The Lord was in a listening mood. Ratso survived.
The next three weeks were fraught with danger. Lucky, despite lectures
severe and several insisted on returning her kitten to the wardrobe;
Paul insisted on returning the kitten to the air raid shelter. Here be
rats, might well be the case, but Ratso's chances of survival would not
be improved by an unprepared encounter with Madame Bosquet.
Paul made his preparations. He was polite. He paid attention to what
people at home said to him. He took his sister to the Rialto cinema
twice without coercion - "making up for Bessie," it was assumed. He
raked the ashes and set the fire on time. He stopped reading and came
to the table at first asking. He did extra early morning Masses (that
was for Father Bone). He kept his hands above the blanket (that was for
God). He did his homework on time (that was for Miss Watt).

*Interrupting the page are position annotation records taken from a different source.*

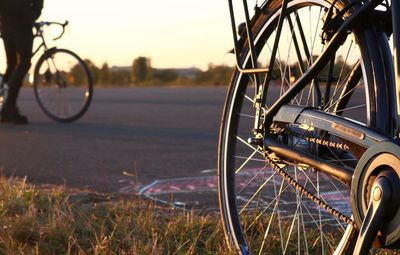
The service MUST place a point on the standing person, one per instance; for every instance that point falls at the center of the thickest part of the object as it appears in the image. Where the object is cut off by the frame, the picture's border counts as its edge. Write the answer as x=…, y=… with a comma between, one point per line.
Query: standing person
x=17, y=18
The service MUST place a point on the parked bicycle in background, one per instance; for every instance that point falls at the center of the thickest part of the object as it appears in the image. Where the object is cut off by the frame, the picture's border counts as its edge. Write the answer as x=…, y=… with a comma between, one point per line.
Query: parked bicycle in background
x=62, y=81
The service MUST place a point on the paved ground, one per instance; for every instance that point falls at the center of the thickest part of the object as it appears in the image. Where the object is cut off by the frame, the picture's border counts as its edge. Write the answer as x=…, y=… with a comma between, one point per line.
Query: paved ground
x=128, y=139
x=159, y=142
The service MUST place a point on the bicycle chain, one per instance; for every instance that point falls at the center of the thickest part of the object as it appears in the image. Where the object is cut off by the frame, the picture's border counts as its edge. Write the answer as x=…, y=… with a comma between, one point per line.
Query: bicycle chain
x=319, y=141
x=335, y=213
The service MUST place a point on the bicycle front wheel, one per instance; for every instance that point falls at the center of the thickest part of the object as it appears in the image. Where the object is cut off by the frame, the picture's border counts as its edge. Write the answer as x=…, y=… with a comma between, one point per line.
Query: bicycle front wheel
x=63, y=85
x=263, y=212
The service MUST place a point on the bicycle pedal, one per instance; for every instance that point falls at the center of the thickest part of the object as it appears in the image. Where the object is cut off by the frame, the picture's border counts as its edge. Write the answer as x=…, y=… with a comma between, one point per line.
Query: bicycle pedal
x=255, y=141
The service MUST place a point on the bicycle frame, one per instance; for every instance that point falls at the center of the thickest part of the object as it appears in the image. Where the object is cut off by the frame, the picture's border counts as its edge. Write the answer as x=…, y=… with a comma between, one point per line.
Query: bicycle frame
x=321, y=61
x=344, y=127
x=39, y=33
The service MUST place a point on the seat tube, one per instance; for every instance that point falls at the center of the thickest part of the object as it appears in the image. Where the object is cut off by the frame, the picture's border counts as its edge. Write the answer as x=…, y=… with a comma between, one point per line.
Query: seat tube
x=396, y=54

Conscientiously he went to the toilet, outside, upstairs and in the
dark, every night before going to bed and peed on his brother only
twice in three weeks (that was a record). He couldn't think of anything
else he could do except give up the Wizard, but there is a limit to any
sacrifice.
Ratso was handsome. He had his mother's dark coat slashed with a grey
that could only have come from a prince among tomcats. He was lively,
independent, curious, and wilful. He would grow into a king among cats
unless he was a she in which case some revision would be needed.
Whichever he was, he couldn't stay in the air raid shelter forever. It
was now or never.
It was never.
"I know you took a kitten," said his mother. "I may be only a weaver
but I can count. We've been wondering what you were doing in the air
raid shelter."
"Maybe he was with Mary O'Donnell," laughed Joe.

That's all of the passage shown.